Sure enough, said trouble does arise when a bunch of baddies carrying a photo of Mother’s daughter Zoe (Lucy Paez), now a happy, stable Midwestern 12-year-old, are intercepted by the FBI. With skills as sharp as ever, the dormant recluse comes out of hiding just as Zoe is kidnapped by Hector’s right-hand man, The Tarantula (Jesse Garcia). As The Mother and Cruise head to Cuba to rescue her estranged progeny from the slimy, silk shirt-sporting Hector, they draw the eyes of Adrian, who’s physically scarred and hell-bent on revenge. The Mother is then forced to launch her most precarious mission yet: Parent and train an obstinate tween in the ways of an assassin.

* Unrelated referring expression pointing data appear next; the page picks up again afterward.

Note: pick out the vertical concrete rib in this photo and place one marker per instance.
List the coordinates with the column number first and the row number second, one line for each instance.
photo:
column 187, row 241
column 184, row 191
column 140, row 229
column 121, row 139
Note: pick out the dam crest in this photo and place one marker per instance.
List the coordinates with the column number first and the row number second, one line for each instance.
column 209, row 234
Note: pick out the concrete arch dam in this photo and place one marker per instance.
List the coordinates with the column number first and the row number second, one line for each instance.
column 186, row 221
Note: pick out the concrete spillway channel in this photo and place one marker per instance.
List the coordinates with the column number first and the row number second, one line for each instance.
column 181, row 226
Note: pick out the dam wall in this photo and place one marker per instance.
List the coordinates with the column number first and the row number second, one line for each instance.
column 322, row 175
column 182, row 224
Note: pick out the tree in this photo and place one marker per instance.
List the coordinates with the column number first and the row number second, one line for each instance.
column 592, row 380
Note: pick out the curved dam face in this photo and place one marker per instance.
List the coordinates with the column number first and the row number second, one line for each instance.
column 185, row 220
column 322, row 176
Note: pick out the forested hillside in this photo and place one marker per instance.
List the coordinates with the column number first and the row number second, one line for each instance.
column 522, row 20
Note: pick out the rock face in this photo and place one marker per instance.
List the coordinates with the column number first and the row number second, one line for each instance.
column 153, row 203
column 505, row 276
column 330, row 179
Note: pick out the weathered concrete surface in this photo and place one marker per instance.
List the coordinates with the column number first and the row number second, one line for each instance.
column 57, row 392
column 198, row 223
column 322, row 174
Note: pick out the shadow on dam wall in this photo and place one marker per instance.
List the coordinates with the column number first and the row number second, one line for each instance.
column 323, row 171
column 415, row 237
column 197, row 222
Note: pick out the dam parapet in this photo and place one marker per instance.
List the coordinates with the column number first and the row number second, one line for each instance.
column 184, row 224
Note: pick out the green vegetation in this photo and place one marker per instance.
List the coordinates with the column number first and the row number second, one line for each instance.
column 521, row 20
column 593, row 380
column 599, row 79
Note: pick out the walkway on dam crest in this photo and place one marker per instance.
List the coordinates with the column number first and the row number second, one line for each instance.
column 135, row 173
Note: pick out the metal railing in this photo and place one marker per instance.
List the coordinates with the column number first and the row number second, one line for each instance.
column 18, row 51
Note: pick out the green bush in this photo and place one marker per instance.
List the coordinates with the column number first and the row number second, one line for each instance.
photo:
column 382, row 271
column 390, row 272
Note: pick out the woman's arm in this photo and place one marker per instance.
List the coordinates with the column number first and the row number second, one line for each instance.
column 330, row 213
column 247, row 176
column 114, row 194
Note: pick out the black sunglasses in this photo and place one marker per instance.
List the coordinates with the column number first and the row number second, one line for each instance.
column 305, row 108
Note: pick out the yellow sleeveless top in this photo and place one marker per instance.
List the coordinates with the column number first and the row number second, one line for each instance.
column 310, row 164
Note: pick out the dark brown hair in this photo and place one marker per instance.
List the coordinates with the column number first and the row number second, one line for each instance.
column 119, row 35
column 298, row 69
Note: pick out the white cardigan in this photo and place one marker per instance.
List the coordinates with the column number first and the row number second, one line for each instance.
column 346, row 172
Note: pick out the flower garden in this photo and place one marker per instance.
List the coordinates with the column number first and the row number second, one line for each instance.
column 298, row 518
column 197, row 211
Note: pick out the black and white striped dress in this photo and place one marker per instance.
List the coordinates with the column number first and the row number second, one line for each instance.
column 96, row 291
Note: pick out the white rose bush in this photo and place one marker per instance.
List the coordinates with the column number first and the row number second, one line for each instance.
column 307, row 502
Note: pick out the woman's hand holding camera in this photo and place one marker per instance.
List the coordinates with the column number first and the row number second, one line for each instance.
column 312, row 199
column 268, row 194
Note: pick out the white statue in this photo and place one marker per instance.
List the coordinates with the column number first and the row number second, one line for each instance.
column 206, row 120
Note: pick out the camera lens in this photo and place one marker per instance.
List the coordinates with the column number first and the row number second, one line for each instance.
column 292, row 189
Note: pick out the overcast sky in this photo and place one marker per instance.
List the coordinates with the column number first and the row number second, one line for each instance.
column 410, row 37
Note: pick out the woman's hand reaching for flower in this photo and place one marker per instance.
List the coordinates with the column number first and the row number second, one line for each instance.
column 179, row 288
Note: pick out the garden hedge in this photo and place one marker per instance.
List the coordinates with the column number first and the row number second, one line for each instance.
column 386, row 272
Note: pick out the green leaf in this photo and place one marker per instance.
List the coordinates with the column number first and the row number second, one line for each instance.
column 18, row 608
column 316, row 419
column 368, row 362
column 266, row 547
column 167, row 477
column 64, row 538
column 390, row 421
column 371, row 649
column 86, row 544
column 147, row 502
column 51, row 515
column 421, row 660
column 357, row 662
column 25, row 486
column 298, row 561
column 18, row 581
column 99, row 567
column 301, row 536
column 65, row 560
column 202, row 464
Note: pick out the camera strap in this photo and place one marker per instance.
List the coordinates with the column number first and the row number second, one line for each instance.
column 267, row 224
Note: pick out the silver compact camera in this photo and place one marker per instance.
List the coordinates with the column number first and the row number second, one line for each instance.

Similar to Lou in its use of a laconic, world-weary heroine driven to chilly remote surroundings through a sense of self-abnegation, Caro and screenwriters Andrea Berloff, Peter Craig, and Misha Green (working from a story by Green) create a dynamic female lead character who, both metaphorically and physically, dwells and thrives in life’s gray areas. This is reflected narratively, in her shady post-military career and covert motherhood, as well as aesthetically, in her dilapidated cabin sanctuary and its drab color palette. Symbolism surrounding a wolf mother and her young cubs is delivered with a tender touch, acting as a subtle nature-versus-nurture commentary on The Mother and Zoe’s dynamic.
The film’s big action set pieces are workmanlike in their construction, but hold enough character-driven tension and visual flair to make their execution compelling. Mother’s pursuit of The Tarantula on foot, motorbike, and car through the winding alleys of Havana (which recalls a sequence in Mafia Mamma involving a coffin and oranges tumbling down stairs) is akin to a Bourne film. Mother and Cruise’s raid on Hector’s heavily guarded compound is set to Massive Attack’s “Angel,” giving it a steely cool sonic identity with its chorus of kills and pulsating beats. Adrian’s camouflaged henchmen descend and die on Mother’s snowy mountain like Bond baddies. And the finale’s fisticuffs between Mother and Adrian hit hard, thanks to Lopez instilling her eponymous heroine’s unrelenting journey with tangible poignancy. She delivers nuanced work where her empowering emotions land as strongly as her punches.
However, the film’s fabric experiences a few frays that lead to a sloppy unraveling. Around the midpoint, characters slowly stop behaving as humans, and behave more like puppets functioning on behalf of the story. It also suffers from a villain problem where both of the evil exes are barely one dimensional, neither oppressive nor genuinely menacing due to Fiennes’ and Bernal’s lack of meaty material. Screenwriter contrivances guide the second-to-third-act transition. The Mother’s considerable abilities begin to slip for baffling reasons that run counter to her established character—early on she can mend a bullet wound with superglue, but later she can’t stitch a bite wound.
Given the solid pedigree behind these filmmakers—Caro directed Whale Rider and Mulan, Berloff wrote The Kitchen and Straight Outta Compton, Craig wrote The Town and The Batman and Green created Lovecraft Country—it’s a surprise to see their creative consommé turn out much less flavorful than expected. The Mother doesn’t examine, augment, or challenge the genre’s familiar formulas. We might wish for a motherlode of satisfaction when the needle finally drops on Kate Bush’s “This Woman’s Work,” but we find a shrug of contentment instead.
The Mother streams on Netflix beginning May 12.